"The molecules of benzene arrived in the bone marrow with a crescendo. The foreign chemical surged with the blood and was carried with the marrow spicules of supporting bone into the farthest reaches of the delicate tissue. It was like a frenzied horde of barbarians descending into Rome. And the result was equally disastrous. The complicated nature of the marrow, designed to make most of the cellular content of the blood, succumbed to the invaders.Every cell exposed to the benzene was assaulted. The nature of the chemical was such that it knifed through the cell membranes effortlessly. Red cells or white, young or mature, it made no difference. Within some lucky cells, where only a few molecules of benzene entered, enzymes were able to inactivate the chemical. But in most others, the destruction of the interior cytoplasm was immediate.
Within minutes the concentration of the benzene had soared to the point that thousands of the poisonous molecules had reached the very heart of the marrow, the primitive, finely structured stem cells. These were the actively dividing units, serving as the source of the circulating blood cells, and their activity bore witness to hundreds of millions of years of evolution. Here, being played out, moment by moment, was the incredible mystery of life, an organization more fantastic than the wildest scientific dreams. The benzene molecules indiscriminately penetrated these busily reproducing cells, interrupting the orderly replication of DNA. Most of these cells either halted the life processes in a sudden agonal heave or, having been released from the mysterious central control, tumbled off in frenzied undirected activity, like rabid animals until death intervened.
After the benzene molecules had been washed away by repeated surges of clean blood, the marrow could have recovered except for one stem cell. This cell had been busy for years turning out an impressive progeny of white blood cells, whose function was to help the body fight against foreign invaders. When the benzene penetrated this cell's nucleus, it damaged a very specific part of the DNA but did not kill the cell. It would have been better if the cell had died, because the benzene had destroyed the fine balance between reproduction and maturation. The cell instantly divided and the resulting daughter cells had the same defect. No longer did they listen to the mysterious central control and mature into normal white blood cells. Instead they responded to an unfettered urge to reproduce their altered selves. Although they appeared to be relatively normal within the marrow, they were different from other young white blood cells. The usual surface stickiness was absent, and they absorbed nutrients at an alarming gluttonous rate. They had become parasites within their own house.

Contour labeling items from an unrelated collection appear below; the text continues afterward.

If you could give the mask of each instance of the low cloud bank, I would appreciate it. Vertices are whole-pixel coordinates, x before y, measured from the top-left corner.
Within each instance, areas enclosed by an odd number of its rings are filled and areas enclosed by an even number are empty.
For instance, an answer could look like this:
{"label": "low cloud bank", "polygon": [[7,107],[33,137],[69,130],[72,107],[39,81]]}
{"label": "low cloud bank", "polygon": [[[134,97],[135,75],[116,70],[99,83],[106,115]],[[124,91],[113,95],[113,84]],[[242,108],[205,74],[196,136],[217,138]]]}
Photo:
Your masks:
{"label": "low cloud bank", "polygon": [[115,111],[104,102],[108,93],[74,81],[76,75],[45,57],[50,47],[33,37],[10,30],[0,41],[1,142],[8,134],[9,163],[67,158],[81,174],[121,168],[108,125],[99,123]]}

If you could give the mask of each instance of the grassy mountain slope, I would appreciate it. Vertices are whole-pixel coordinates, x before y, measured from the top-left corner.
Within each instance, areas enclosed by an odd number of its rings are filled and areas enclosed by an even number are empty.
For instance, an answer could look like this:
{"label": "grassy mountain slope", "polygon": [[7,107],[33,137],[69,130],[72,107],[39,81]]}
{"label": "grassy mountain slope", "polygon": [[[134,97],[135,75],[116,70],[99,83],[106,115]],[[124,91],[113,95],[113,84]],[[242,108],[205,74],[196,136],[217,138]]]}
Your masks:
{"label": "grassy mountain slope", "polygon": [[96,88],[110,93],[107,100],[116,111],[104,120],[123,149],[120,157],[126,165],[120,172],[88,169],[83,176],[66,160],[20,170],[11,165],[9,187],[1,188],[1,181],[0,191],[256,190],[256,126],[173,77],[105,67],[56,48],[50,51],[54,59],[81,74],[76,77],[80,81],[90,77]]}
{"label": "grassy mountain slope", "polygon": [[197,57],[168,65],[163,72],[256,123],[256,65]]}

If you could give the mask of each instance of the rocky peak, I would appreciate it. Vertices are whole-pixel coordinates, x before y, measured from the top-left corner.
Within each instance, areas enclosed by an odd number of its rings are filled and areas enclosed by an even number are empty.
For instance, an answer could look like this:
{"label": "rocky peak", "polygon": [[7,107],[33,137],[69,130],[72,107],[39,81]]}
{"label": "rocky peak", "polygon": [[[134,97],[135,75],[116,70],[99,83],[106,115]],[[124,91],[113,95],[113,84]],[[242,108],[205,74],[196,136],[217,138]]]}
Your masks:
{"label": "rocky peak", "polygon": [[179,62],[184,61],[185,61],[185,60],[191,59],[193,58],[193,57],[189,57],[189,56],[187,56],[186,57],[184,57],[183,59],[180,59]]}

After only twenty divisions, there were over a million of these lawless cells. By twenty-seven divisions there were over one billion. They then began to break away from the mass. First a trickle of altered cells entered the circulation, then a steady stream, finally a flood. These cells charged out into the body, eager to establish fertile colonies. By forty divisions, they numbered over a trillion.
It was the beginning of an aggressive, acute myeloblastic leukemia in the body of a pubescent girl, starting November 3rd. two days after her thirteenth birthday. Her name is Nicole and she had no idea except for a single symptom... She had a fever."
When I was in college, my area of specific interest was viral mutagenesis. Why do virii mutate? What caused HTLV I to mutate to HTLV II and then HTLV III, (better known as the HIV virus)? Was it some antigen? Evolution? G-d? We'll probably never know exactly, but it makes us wonder what triggers a cell to mutate?
We know that carcinogens in cigarette smoke cause certain types of cancer in humans. Ok, then at what point do the targeted cells mutate? Years of exposure? Does it depend on the subjects own immunity? Are humans prone to be immune to certain types of malignancy? I believe this. Given what we expose ourselves to on a daily basis. We are able to repair the DNA in our skin after exposure to UV rays. There is a genetic condition called Xeroderma Pigmentosum, in which the body cannot repair tissue damage caused UV exposure. These poor souls are in a sense, similar to vampires, in that the Sunlight can effectively kill them, although, not as quickly. When UV enters the nucleus of a cell, like a typical keratinized, squamous epithelial cell, (skin cell), the DNA helix of that cell is damaged, specifically, gene p53. Normally the body repairs it with a nucleotide excision, don't worry, I'm not going to bore you with that stuff.
In some instances, the repair is insufficient or does not complete. In most cases, the cell usually dies. But in others, this genetically altered cell can divide. If it does, and depending on the mutation specifically and why type of cell that is damaged, it can be of any number of malignancies, like the common cancer involving melanocytes, or the cells that give us our pigmentation, the well media-hyped, Melanoma.
Kind of leave you with a sort of .. “oh” feeling.
I guess the point of all of this is that nothing is perfect in a complex system and things do happen, even if we plan for every possible event in our lives.
I'm no oncologist or histologist, I've just always had a great desire to learn about why things happen.
Perhaps, I should get .. Oh wait, House (MD), is on!